While the Supreme Court denied, as academic, the plaintiff's cross motion for summary judgment on the issue of liability, since the merits of the cross motion were litigated by the parties in the Supreme Court and briefed by the parties in this Court, we address the motion in the interest of judicial economy (see Buchanan v Keller, 169 AD3d at 991; Karademir v Mirando-Jelinek, 153 AD3d 509, 510; Bonafede v Bonito, 145 AD3d 842, 843-844).

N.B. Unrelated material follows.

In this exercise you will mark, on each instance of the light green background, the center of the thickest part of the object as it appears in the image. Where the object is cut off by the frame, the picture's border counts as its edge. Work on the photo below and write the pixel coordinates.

The Supreme Court should have granted the plaintiff's cross motion for summary judgment on the issue of liability. A plaintiff is no longer required to show freedom from comparative fault to establish her or his prima facie entitlement to judgment as a matter of law on the issue of liability (see Rodriguez v City of New York, 31 NY3d 312; Buchanan v Keller, 169 AD3d at 991). " A driver of a vehicle approaching another vehicle from the rear is required to maintain a reasonably safe distance and rate of speed under the prevailing conditions to avoid colliding with the other vehicle'" (Witonsky v New York City Tr. Auth., 145 AD3d 938, 939, quoting Nsiah-Ababio v Hunter, 78 AD3d 672, 672; see Vehicle and Traffic Law § 1129[a]). A rear-end collision with a stopped or stopping vehicle establishes a prima facie case of negligence on the part of the operator of the rear vehicle, thereby requiring that operator to rebut the inference of negligence by providing a nonnegligent explanation for the collision (see Tutrani v County of Suffolk, 10 NY3d 906; Buchanan v Keller, 169 AD3d at 991). Although a sudden stop of the lead vehicle may constitute a nonnegligent explanation for a rear-end collision, " vehicle stops which are foreseeable under the prevailing traffic conditions, even if sudden and frequent, must be anticipated by the driver who follows'" (Le Grand v Silberstein, 123 AD3d 773, 774, quoting Shamah v Richmond County Ambulance Serv., 279 AD2d 564, 565).
Here, the plaintiff testified at his deposition that he was reducing the speed of his vehicle, with his foot on the brake pedal, when his vehicle was struck in the rear by the defendant's vehicle. Likewise, the defendant's testimony at her deposition, a transcript of which was submitted by the plaintiff in support of his cross motion, was to the effect that her vehicle hit the plaintiff's vehicle in the rear while in "stop and go" traffic. Thus, the plaintiff established, prima facie, that the defendant's negligence was a proximate cause of the accident (see Rodriguez v City of New York, 31 NY3d 312; Buchanan v Keller, 169 AD3d at 992). In opposition to the plaintiff's prima facie [*3]showing, the defendant failed to raise a triable issue of fact.
In view of the foregoing, the appeal from so much of the order dated January 6, 2017, as denied that branch of the plaintiff's motion which was for leave to renew must be dismissed as academic.
AUSTIN, J.P., LEVENTHAL, DUFFY and IANNACCI, JJ., concur.